Authors :
Presenting Author: Yosuke Miyamoto, MD – Kyoto Prefectural University of Medicine
Eisuke Ichise, MD, PhD – Kyoto Prefectural University of Medicine
Amane Matsuura, MD – Kyoto Prefectural University of Medicine
Satoshi Yamashita, MD, PhD – Kyoto Prefectural University of Medicine
Takenori Tozawa, MD, PhD – Kyoto Prefectural University of Medicine
Tatsuji Hasegawa, MD, PhD – Kyoto Prefectural University of Medicine
Masafumi Morimoto, MD, PhD – Kyoto Prefectural University of Medicine
Mitsuru Ishikawa, PhD – Fujita Health University School of Medicine
Tomohiro Chiyonobu, MD, PhD – Kyoto Prefectural University of Medicine
Rationale:
AKT3, a key component of the PI3K-AKT-MTOR pathway, is highly expressed in the brain, and its gain-of-function variants cause megalencephaly and cortical malformations, often associated with intractable epilepsy. Capivasertib, a selective pan-AKT kinase inhibitor, was developed for patients with advanced solid malignancies. We postulated that it holds potential as a targeted therapy for epilepsy caused by AKT3 activating variants.
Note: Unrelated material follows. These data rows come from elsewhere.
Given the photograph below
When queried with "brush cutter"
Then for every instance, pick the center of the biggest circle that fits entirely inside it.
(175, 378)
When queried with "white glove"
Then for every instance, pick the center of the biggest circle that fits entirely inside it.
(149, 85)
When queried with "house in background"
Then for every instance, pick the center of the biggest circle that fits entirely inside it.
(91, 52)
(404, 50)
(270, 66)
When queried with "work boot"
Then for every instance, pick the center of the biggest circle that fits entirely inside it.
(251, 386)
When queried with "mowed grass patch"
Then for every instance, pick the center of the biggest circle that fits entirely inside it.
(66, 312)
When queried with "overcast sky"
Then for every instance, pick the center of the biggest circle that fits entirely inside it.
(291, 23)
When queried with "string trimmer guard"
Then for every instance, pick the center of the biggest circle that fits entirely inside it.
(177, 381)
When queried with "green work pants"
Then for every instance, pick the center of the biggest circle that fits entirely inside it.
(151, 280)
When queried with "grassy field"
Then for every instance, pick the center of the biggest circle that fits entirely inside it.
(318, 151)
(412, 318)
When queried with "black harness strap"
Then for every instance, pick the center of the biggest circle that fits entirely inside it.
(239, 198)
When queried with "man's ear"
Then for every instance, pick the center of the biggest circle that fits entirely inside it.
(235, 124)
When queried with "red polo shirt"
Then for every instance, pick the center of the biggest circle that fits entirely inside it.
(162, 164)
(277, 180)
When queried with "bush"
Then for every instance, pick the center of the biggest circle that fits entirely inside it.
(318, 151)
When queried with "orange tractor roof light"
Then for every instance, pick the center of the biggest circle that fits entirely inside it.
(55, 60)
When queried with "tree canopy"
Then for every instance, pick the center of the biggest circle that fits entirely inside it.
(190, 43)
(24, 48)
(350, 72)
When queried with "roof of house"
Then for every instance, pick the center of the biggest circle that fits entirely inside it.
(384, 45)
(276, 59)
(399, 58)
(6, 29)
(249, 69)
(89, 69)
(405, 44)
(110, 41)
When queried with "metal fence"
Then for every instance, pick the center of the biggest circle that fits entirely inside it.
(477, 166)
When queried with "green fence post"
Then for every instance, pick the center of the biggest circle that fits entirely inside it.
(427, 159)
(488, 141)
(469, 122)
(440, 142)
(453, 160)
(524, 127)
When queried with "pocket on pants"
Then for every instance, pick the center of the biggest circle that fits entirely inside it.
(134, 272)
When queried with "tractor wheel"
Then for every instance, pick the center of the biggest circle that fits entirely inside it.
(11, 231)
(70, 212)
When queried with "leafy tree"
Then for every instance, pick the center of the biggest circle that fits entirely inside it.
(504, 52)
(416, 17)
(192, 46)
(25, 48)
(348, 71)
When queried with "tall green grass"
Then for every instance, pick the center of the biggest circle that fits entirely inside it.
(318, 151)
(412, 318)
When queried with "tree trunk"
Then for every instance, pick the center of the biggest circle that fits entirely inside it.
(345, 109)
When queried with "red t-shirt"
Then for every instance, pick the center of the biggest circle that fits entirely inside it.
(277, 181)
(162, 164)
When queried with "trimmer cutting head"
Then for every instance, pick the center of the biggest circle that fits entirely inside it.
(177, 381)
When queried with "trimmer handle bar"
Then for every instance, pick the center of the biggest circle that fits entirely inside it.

In this study, we generated iPSC-derived glutamatergic neurons from a patient harboring a germline AKT3 activating variant and evaluated the efficacy of capivasertib from the perspective of epilepsy treatment.
Methods:
iPSC lines derived from a heterozygous AKT3 variant (p.Q78R) patient were established from monocytes. Isogenic controls were generated using the CRISPR/Cas9 system (Figure 1A). For glutamatergic neuron induction, NEUROG2–transfected cells were cultured under optimized conditions (Figure 1B). The phosphorylation state of S6, a downstream component of the PI3K-AKT-MTOR signaling, was examined 4 weeks after neuronal differentiation by western blotting. Immunostaining was performed at week 4 of neuronal differentiation, and cell soma size was evaluated using ImageJ. Electrophysiological activities were recorded weekly at 4–6 weeks after neuronal differentiation using a microelectrode array. Cells were exposed to capivasertib at 0.1, 0.3, or 1 μmol/L for 2 weeks from week 4 of neuronal differentiation.
Results:
Patient-derived neurons had larger somas and exhibited an increase in phospho-S6 signals compared to isogenic controls. Patient-derived neurons showed a significant increase in the number of bursts at 5 weeks after neuronal differentiation. At 6 weeks of differentiation, the number of total spikes and firing rate for each active electrode of the patient lines were also increased. Exposure to patient-derived neurons to capivasertib at concentrations of 0.3 or 1 μmol/L suppressed the number of total spikes and bursts.
Conclusions:
We demonstrated for the first time that spontaneous electrical activity is increased in patient iPSC-derived glutamatergic neurons of AKT3-related megalencephaly syndrome, indicating that this model provides a valuable platform for evaluating therapeutic strategies for epilepsy associated with the disorder. Capivasertib inhibits abnormal spontaneous firing activity of patient-derived neurons, suggesting its potential application in the treatment of epilepsy. This study suggests that such a drug repurposing approach could be an effective strategy for addressing rare and hard-to-treat forms of epilepsy.
Funding:
This work was supported by JSPS KAKENHI (23K07339, 25K11085), the Japan Epilepsy Research Foundation (25008), and the Tokumori Yasumoto Memorial Trust for Researches on Tuberous Sclerosis Complex and related Rare Neurological Disease.